The Weak Link in data Protection
All too
often, the Wide Area Network (WAN) link is the weak link in data
protection. Limited bandwidth, high latency, lost packets, and
out-of-order packets can all jeopardize strategic data replication
and backup initiatives, resulting in missed Recovery Point
Objectives and Recovery Time Objectives (RPO/RTO).
As data volumes grow, and as the distance between data centers
increases to protect business data from catastrophic disasters,
there is increasing pressure being placed on the WAN. This has
heightened the demand for optimization tools that can improve data
replication times across the WAN while maximizing bandwidth
efficiency during these processes.
There are unique requirements for deploying WAN optimization in a
disaster recovery (DR) environment. Replication, for example,
involves a high volume of sustained traffic which is highly
susceptible to lost and out-of-order packets. Transfer times are
very well defined to fit within allocated windows, and DR traffic
is often encrypted to protect sensitive business data. Replication
solutions can run over TCP, UDP, and in some cases proprietary and
encapsulated transport protocols (depending on the solution). They
often have their own optimization techniques that can affect the
performance of downstream WAN optimization devices.
By understanding these requirements and establishing guidelines for
addressing them, WAN optimization can be deployed with maximum
effectiveness. As such, WAN optimization can live up to its
potential as a key enabler for strategic disaster recovery
initiatives.
Asking the Right Questions
The first step when deploying any networking solution is to ask the
right questions. When it comes to WAN optimization, the following
questions should be at the forefront of the evaluation
process:
• Know your applications and protocols – It is impossible to
measure results without first baselining the existing situation.

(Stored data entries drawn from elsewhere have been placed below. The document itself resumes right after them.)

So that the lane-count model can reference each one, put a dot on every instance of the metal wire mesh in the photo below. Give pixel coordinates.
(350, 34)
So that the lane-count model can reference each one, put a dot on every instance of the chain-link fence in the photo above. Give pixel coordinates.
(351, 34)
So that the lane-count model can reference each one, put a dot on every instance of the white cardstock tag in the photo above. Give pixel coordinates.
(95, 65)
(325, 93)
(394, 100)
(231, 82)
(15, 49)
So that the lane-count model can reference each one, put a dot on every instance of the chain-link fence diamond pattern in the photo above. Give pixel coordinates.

How much traffic is being generated in an “average” replication
stream or backup process? How much traffic is generated in a single
delta set? What are peak loads, and how many times a day are they
being hit? How long does it take to transfer the data from point A
to point B?
• Know your network – It is easy to determine how much
bandwidth you are paying for, but it is harder to know how much
throughput is really being achieved across the WAN. In many
environments, such as MPLS and IP-VPNs, packets are lost or
delivered out of order due to router oversubscription. This can
lead to excessive re-transmissions, which can drop the effective
throughput (aka “goodput”) of traffic across the WAN. As Figure
1 shows, just a small amount of packet loss (.075%) can drop
goodput to less than 5 Mbps — regardless of how much bandwidth is
actually available on the WAN link. Most large backup/replication
processes cannot recover from such a significant drop in
throughput. As a result, WAN optimization technologies like Forward
Error Correction (FEC) and Packet Order Correction (POC) are
extremely valuable in some replication/backup environments.
The more quantifiable information one can collect, the easier it
will be to size an appropriate WAN optimization device and gauge
the level of improvement it provided. Think ahead — factor in an
expected rate of data growth to ensure that a WAN optimization
solution can grow with evolving replication/backup needs.

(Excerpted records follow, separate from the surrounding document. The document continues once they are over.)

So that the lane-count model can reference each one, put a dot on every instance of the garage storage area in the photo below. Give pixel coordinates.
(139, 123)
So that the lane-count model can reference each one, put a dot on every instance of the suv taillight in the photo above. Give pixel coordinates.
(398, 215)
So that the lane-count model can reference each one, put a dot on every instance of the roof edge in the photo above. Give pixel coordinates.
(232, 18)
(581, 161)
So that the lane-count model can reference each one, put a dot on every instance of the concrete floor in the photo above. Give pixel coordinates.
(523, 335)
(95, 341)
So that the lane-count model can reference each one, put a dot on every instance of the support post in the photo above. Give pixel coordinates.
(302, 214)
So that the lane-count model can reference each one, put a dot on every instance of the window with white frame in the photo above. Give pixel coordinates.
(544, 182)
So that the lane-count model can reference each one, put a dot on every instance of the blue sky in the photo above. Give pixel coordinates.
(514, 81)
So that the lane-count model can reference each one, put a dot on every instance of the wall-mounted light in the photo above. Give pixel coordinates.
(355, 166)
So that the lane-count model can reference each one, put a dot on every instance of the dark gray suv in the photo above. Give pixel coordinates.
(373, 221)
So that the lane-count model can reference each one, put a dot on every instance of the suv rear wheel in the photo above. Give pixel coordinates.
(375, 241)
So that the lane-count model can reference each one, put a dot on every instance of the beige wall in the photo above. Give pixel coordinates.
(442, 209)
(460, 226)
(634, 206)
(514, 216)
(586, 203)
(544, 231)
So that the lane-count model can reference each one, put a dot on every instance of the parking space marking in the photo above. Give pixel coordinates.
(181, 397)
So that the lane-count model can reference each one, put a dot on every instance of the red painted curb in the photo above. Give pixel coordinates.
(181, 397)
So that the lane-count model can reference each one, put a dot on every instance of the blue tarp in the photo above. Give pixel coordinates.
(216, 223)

It is also extremely valuable to know how the replication/backup
applications work. Do they run over TCP (e.g., EMC SRDF/A, NetApp
SnapMirror/SnapVault, Double-Take) or UDP (e.g., Veritas Volume
Replicator, EMC CLARiiON disk library, Aspera/Isilon)? Are
proprietary or encapsulated protocols being used, as is the case
with some Fibre Channel over IP (FCIP) implementations? If anything
other than standard TCP is being used to communicate between host
devices, make sure that WAN optimization appliances can support
those protocols.
In addition to bandwidth and packet loss, latency can be a silent
killer for many DR applications. There is no getting around the
laws of physics – when there is a significant distance between
target and host devices it will take time for packets to travel
back and forth across the WAN. This problem is only getting worse
as enterprises look to extend the geographic distances between data
centers, be it for better protection from catastrophic disasters or
to take advantage of cheaper power in rural environments. In many
instances, TCP acceleration techniques like selective
acknowledgements and adjustable window sizing will help address
latency challenges across the WAN.
If a WAN upgrade is underway, which includes switching to a new WAN
technology (e.g. MPLS or IPVPN) or building out a new data center,
it is encouraged to simulate potential WAN conditions as part of a
WAN optimization evaluation process. A good WAN emulator will
effectively reproduce bandwidth, latency, packet loss, and
out-of-order packets to provide a real-world experience.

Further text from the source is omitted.